FastText Python Bindings
FastText is an open-source, lightweight library developed by Facebook AI Research for efficient learning of word embeddings and text classification. The `fasttext-wheel` package provides pre-compiled Python bindings for the core FastText C++ library, streamlining installation. The current version is 0.9.2, with releases being somewhat infrequent but active, focusing on core improvements and broader access.
Warnings
- breaking The v0.9.1 release consolidated the official GitHub `fastText` module and the unofficial PyPI `fasttext` module. Users migrating from the *old official GitHub module* (which might have used `import fastText`) must now use `import fasttext`.
- gotcha Supervised learning (`train_supervised`) requires input data to be formatted with `__label__` prefixes. Each line must contain `__label__<label_name> <text_content>`.

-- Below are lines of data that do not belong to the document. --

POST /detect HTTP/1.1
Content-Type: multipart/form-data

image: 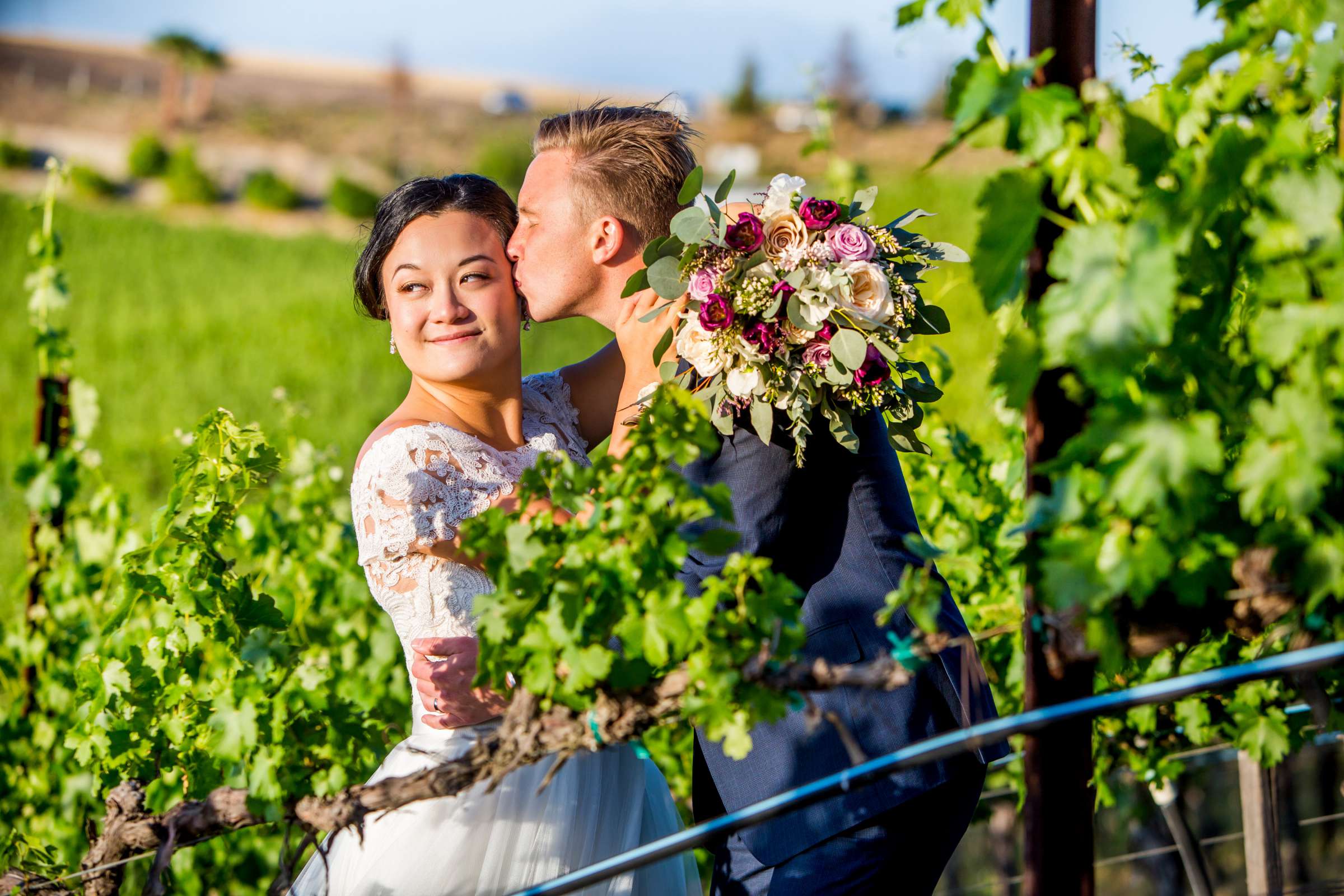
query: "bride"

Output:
[290,175,700,896]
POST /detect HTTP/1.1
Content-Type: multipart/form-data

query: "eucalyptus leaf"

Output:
[713,168,738,203]
[925,243,970,262]
[621,267,649,298]
[640,302,672,324]
[752,399,774,445]
[648,258,685,298]
[828,405,859,454]
[830,328,868,371]
[823,356,853,385]
[911,305,951,336]
[887,423,933,454]
[900,380,942,403]
[644,236,668,267]
[872,338,900,364]
[676,165,704,206]
[850,186,878,219]
[887,208,934,230]
[710,408,732,435]
[786,293,821,333]
[672,206,713,245]
[659,236,687,258]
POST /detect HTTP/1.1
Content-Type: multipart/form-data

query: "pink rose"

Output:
[687,267,713,302]
[827,225,878,262]
[802,338,830,367]
[799,196,840,230]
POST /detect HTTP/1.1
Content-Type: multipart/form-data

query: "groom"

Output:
[421,105,1007,896]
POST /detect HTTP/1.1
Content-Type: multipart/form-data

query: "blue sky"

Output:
[0,0,1216,105]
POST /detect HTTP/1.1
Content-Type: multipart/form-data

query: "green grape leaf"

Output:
[970,168,1042,312]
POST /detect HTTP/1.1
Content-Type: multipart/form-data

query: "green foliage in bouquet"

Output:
[624,168,968,466]
[461,385,802,757]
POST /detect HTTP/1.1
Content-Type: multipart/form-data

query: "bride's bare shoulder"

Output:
[355,415,430,470]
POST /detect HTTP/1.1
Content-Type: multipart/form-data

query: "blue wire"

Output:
[511,641,1344,896]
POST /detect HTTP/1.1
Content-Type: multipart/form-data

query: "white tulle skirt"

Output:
[289,721,702,896]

- gotcha The `model.predict()` method returns a tuple containing two lists: `([['label']], [array([probability])])`. Users often incorrectly expect a single string or float.
- gotcha FastText models, especially with large vocabularies or many n-grams, can consume significant amounts of RAM during training and when loaded, potentially leading to out-of-memory errors on systems with limited resources.
- deprecated The v0.2.0 release introduced a 'beta C++ API', deprecating some methods and moving functionality. While primarily a C++ change, it signaled potential future changes in Python binding behavior or available methods.
Install
-
pip install fasttext-wheel
Imports
- fasttext
import fasttext
Quickstart
import fasttext
import os
# Create a dummy training data file (replace with your actual data)
# Format: __label__label1 text1
# __label__label2 text2
train_file = "train.txt"
with open(train_file, "w") as f:
f.write("__label__positive this movie is great\n")
f.write("__label__negative this movie is terrible\n")
f.write("__label__positive i love this film\n")
f.write("__label__negative what a waste of time\n")
# Train a supervised text classification model
# Adjust parameters like epoch, lr, wordNgrams for your specific task
model = fasttext.train_supervised(input=train_file, epoch=25, lr=1.0, wordNgrams=2)
# Predict labels for new text
print("Prediction for 'this movie is wonderful':", model.predict("this movie is wonderful"))
print("Prediction for 'worst movie ever':", model.predict("worst movie ever"))
# Optionally save and load the model
model_path = "model.bin"
model.save_model(model_path)
loaded_model = fasttext.load_model(model_path)
print("Loaded model prediction:", loaded_model.predict("this film is amazing"))
# Clean up dummy file
os.remove(train_file)
os.remove(model_path)